The 14th Amendment would simply provide for equal protection for “Fathers to Be” in the EXACT manner currently afforded to “Mothers to Be” and that would make it legal for Fathers to abort their “Half” of the child, and the Mother could Abort her half…or visa versa (if the baby was still alive after the first half abortion). So, yes that lady had a losing argument. I personally feel as though America’s Potential Fathers should be 100% empowered with the right to expressed written consent before a Doctor or PA has legal right to begin an abortion; especially when killing a man’s first baby boy! (I know, the many feminised-fathers are too freaked out to show up nowadays; so just end the Father’s Written Consent provisions at the end of the “First-Trimester” or something.

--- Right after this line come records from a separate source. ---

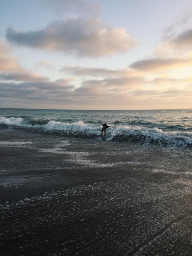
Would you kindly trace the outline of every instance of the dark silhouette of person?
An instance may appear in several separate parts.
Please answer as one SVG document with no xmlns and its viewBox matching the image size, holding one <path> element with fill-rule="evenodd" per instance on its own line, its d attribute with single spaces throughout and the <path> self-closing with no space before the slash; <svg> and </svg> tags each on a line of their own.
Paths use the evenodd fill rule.
<svg viewBox="0 0 192 256">
<path fill-rule="evenodd" d="M 100 137 L 101 137 L 102 136 L 103 133 L 104 132 L 104 136 L 105 136 L 105 135 L 106 134 L 106 129 L 107 129 L 107 128 L 108 128 L 109 127 L 113 127 L 113 126 L 110 126 L 109 125 L 107 125 L 107 124 L 106 123 L 104 123 L 104 124 L 103 124 L 102 123 L 100 122 L 99 122 L 100 123 L 100 124 L 103 125 L 103 127 L 101 130 L 101 134 Z"/>
</svg>

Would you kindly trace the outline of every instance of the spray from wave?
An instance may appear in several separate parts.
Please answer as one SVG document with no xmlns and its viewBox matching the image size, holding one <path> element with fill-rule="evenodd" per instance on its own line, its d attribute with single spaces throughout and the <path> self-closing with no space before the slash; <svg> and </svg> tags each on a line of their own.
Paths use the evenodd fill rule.
<svg viewBox="0 0 192 256">
<path fill-rule="evenodd" d="M 8 126 L 27 128 L 35 131 L 63 136 L 80 137 L 85 139 L 97 137 L 101 133 L 101 127 L 85 123 L 82 121 L 71 123 L 53 120 L 26 117 L 0 117 L 0 124 Z M 124 143 L 133 142 L 162 146 L 191 147 L 192 132 L 175 131 L 163 131 L 157 127 L 149 128 L 140 126 L 118 125 L 107 130 L 107 141 L 113 141 Z"/>
</svg>

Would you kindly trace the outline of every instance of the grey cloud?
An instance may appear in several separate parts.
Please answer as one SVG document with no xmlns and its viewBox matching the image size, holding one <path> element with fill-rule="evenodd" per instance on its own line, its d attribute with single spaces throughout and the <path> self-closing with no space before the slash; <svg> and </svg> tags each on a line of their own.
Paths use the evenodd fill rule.
<svg viewBox="0 0 192 256">
<path fill-rule="evenodd" d="M 192 48 L 192 28 L 184 31 L 170 40 L 171 44 L 179 48 Z"/>
<path fill-rule="evenodd" d="M 27 32 L 9 28 L 6 37 L 18 45 L 92 58 L 127 51 L 137 42 L 124 29 L 110 28 L 96 18 L 58 21 L 44 29 Z"/>
<path fill-rule="evenodd" d="M 113 70 L 104 68 L 83 67 L 80 66 L 65 66 L 60 70 L 75 75 L 90 76 L 93 77 L 112 76 L 119 75 L 120 71 Z"/>
<path fill-rule="evenodd" d="M 47 80 L 48 79 L 46 77 L 35 73 L 26 71 L 9 73 L 0 72 L 0 79 L 20 81 L 40 81 Z"/>
<path fill-rule="evenodd" d="M 164 59 L 155 58 L 152 59 L 143 59 L 133 62 L 130 65 L 129 67 L 144 71 L 155 71 L 157 69 L 164 69 L 177 67 L 187 65 L 192 63 L 190 59 L 177 58 Z"/>
</svg>

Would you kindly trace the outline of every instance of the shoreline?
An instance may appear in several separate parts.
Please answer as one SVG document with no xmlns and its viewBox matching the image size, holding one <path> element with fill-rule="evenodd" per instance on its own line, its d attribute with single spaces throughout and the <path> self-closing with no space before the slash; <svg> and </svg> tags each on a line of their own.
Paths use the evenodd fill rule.
<svg viewBox="0 0 192 256">
<path fill-rule="evenodd" d="M 0 136 L 2 255 L 190 255 L 189 149 Z"/>
</svg>

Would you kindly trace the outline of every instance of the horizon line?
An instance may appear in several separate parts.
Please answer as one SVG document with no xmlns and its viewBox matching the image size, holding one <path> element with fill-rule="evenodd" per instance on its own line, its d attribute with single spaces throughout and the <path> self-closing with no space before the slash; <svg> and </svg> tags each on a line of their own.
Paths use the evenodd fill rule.
<svg viewBox="0 0 192 256">
<path fill-rule="evenodd" d="M 158 109 L 106 109 L 106 110 L 101 110 L 101 109 L 55 109 L 55 108 L 4 108 L 3 107 L 0 107 L 0 109 L 1 108 L 7 108 L 11 109 L 31 109 L 31 110 L 88 110 L 89 111 L 134 111 L 134 110 L 184 110 L 184 109 L 192 109 L 191 108 L 158 108 Z"/>
</svg>

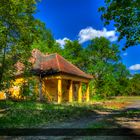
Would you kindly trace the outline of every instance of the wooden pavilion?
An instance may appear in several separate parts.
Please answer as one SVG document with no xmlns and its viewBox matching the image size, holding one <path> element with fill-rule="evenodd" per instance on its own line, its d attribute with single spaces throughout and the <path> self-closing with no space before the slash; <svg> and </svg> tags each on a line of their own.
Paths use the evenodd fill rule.
<svg viewBox="0 0 140 140">
<path fill-rule="evenodd" d="M 91 75 L 81 71 L 57 53 L 44 55 L 34 49 L 30 61 L 33 64 L 31 72 L 38 81 L 36 92 L 39 95 L 43 95 L 50 102 L 58 103 L 65 101 L 81 103 L 84 99 L 86 102 L 89 101 L 89 82 L 93 78 Z M 16 84 L 19 85 L 23 80 L 19 76 Z M 83 83 L 86 85 L 84 94 L 82 93 Z M 12 94 L 20 95 L 20 87 L 16 84 L 12 87 Z"/>
</svg>

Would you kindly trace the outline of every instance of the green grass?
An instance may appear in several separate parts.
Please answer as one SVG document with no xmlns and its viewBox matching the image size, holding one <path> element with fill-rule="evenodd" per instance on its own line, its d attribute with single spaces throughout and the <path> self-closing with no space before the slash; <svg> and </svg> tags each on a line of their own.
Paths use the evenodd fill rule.
<svg viewBox="0 0 140 140">
<path fill-rule="evenodd" d="M 31 101 L 0 102 L 9 110 L 0 113 L 0 128 L 30 128 L 71 118 L 80 118 L 93 113 L 83 105 L 57 105 Z"/>
<path fill-rule="evenodd" d="M 119 127 L 117 124 L 114 123 L 112 119 L 103 119 L 98 122 L 92 123 L 88 126 L 88 128 L 117 128 Z"/>
<path fill-rule="evenodd" d="M 116 98 L 106 101 L 126 102 L 128 101 L 128 98 Z M 105 102 L 105 100 L 100 102 Z M 88 104 L 78 104 L 77 102 L 74 102 L 72 104 L 65 103 L 62 105 L 35 101 L 0 101 L 0 128 L 39 127 L 52 122 L 70 120 L 73 118 L 77 119 L 91 114 L 97 115 L 96 110 L 113 111 L 116 109 L 115 106 L 104 106 L 104 103 L 93 103 L 95 103 L 95 101 Z M 4 108 L 7 108 L 8 110 L 1 112 Z M 134 113 L 139 114 L 140 111 L 128 111 L 121 115 L 134 115 Z M 104 123 L 101 123 L 94 126 L 104 127 L 104 125 Z"/>
</svg>

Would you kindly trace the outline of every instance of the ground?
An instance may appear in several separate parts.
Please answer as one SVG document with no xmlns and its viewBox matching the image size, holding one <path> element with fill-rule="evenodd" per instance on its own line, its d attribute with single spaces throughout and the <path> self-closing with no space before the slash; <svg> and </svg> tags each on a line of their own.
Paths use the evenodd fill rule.
<svg viewBox="0 0 140 140">
<path fill-rule="evenodd" d="M 62 119 L 60 121 L 43 123 L 38 125 L 38 128 L 61 128 L 61 129 L 74 129 L 74 128 L 91 128 L 91 129 L 113 129 L 113 128 L 128 128 L 135 135 L 134 139 L 140 139 L 140 97 L 120 97 L 115 100 L 99 101 L 90 103 L 90 107 L 86 110 L 81 108 L 69 110 L 69 115 L 75 112 L 76 117 Z M 93 106 L 93 107 L 92 107 Z M 62 106 L 61 106 L 62 107 Z M 72 106 L 71 106 L 72 107 Z M 81 107 L 81 106 L 80 106 Z M 81 110 L 79 110 L 81 109 Z M 78 113 L 79 111 L 79 113 Z M 83 113 L 82 116 L 80 113 Z M 68 115 L 67 113 L 60 112 L 59 115 Z M 79 116 L 80 115 L 80 116 Z M 73 115 L 72 115 L 73 116 Z M 62 119 L 62 120 L 61 120 Z M 130 139 L 124 136 L 94 136 L 94 137 L 10 137 L 10 139 Z M 113 134 L 112 134 L 113 135 Z M 115 134 L 117 135 L 117 134 Z M 128 134 L 129 135 L 129 134 Z M 8 137 L 5 137 L 7 139 Z M 9 139 L 9 138 L 8 138 Z"/>
</svg>

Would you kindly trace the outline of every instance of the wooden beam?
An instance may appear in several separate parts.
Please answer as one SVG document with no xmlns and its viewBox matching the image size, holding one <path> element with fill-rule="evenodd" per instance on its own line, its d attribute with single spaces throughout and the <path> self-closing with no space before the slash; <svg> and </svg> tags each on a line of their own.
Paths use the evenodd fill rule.
<svg viewBox="0 0 140 140">
<path fill-rule="evenodd" d="M 89 102 L 89 83 L 86 84 L 86 102 Z"/>
<path fill-rule="evenodd" d="M 73 81 L 70 81 L 70 87 L 69 87 L 69 102 L 73 101 Z"/>
<path fill-rule="evenodd" d="M 82 102 L 82 82 L 79 82 L 79 89 L 78 89 L 78 102 Z"/>
<path fill-rule="evenodd" d="M 58 79 L 58 103 L 62 102 L 62 79 Z"/>
</svg>

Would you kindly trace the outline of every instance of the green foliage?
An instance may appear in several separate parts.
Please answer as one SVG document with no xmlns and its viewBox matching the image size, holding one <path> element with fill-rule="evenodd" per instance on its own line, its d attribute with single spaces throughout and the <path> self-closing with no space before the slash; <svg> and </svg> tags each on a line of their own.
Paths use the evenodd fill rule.
<svg viewBox="0 0 140 140">
<path fill-rule="evenodd" d="M 0 116 L 1 128 L 38 127 L 70 118 L 88 116 L 91 113 L 88 107 L 76 105 L 54 105 L 31 101 L 6 101 L 4 105 L 10 108 Z M 0 108 L 4 105 L 0 102 Z"/>
<path fill-rule="evenodd" d="M 122 94 L 125 82 L 129 76 L 126 67 L 120 62 L 118 46 L 111 44 L 104 37 L 95 38 L 85 48 L 87 57 L 87 72 L 94 75 L 93 86 L 95 94 L 99 97 L 115 96 Z"/>
<path fill-rule="evenodd" d="M 17 61 L 24 64 L 26 72 L 29 70 L 31 44 L 37 40 L 41 26 L 33 16 L 36 3 L 36 0 L 0 1 L 0 88 L 15 76 Z"/>
<path fill-rule="evenodd" d="M 140 43 L 140 2 L 139 0 L 105 0 L 106 5 L 100 7 L 105 25 L 112 20 L 120 33 L 119 40 L 126 38 L 125 48 Z M 127 13 L 127 14 L 126 14 Z"/>
</svg>

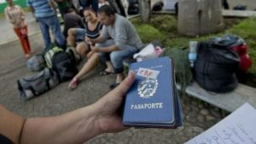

This way men will get out of paying for their “Ex’s” baby killing gig…since women would just keep the pregger situation quiet from their Men.
Oh, I got it…Or even better, we should apply the newly popular “Yes means Yes” jargon to Potential Fathers Right’s to stop a first Son from being killed. If “She” don’t hear her man say “Yes” to the Abortion…and does the abortion without “His” consent, it would all about arresting the Baby-Killing Mama on First-degree murder charge, where “She” will have to prove beyond a reasonable doubt that she actually her the Biological Father say, “Yes” — good luck proving that. Throw in the new “Rape-Shield Laws” that prevent the accused woman from testifying in court and you got a “Train O’ Cash flowing into America’s already exploding prision system…but who cares , right? A baby killer is a baby killer, and a woman who fails to get “Yes” consent from the Presumed Father, should be locked up for life!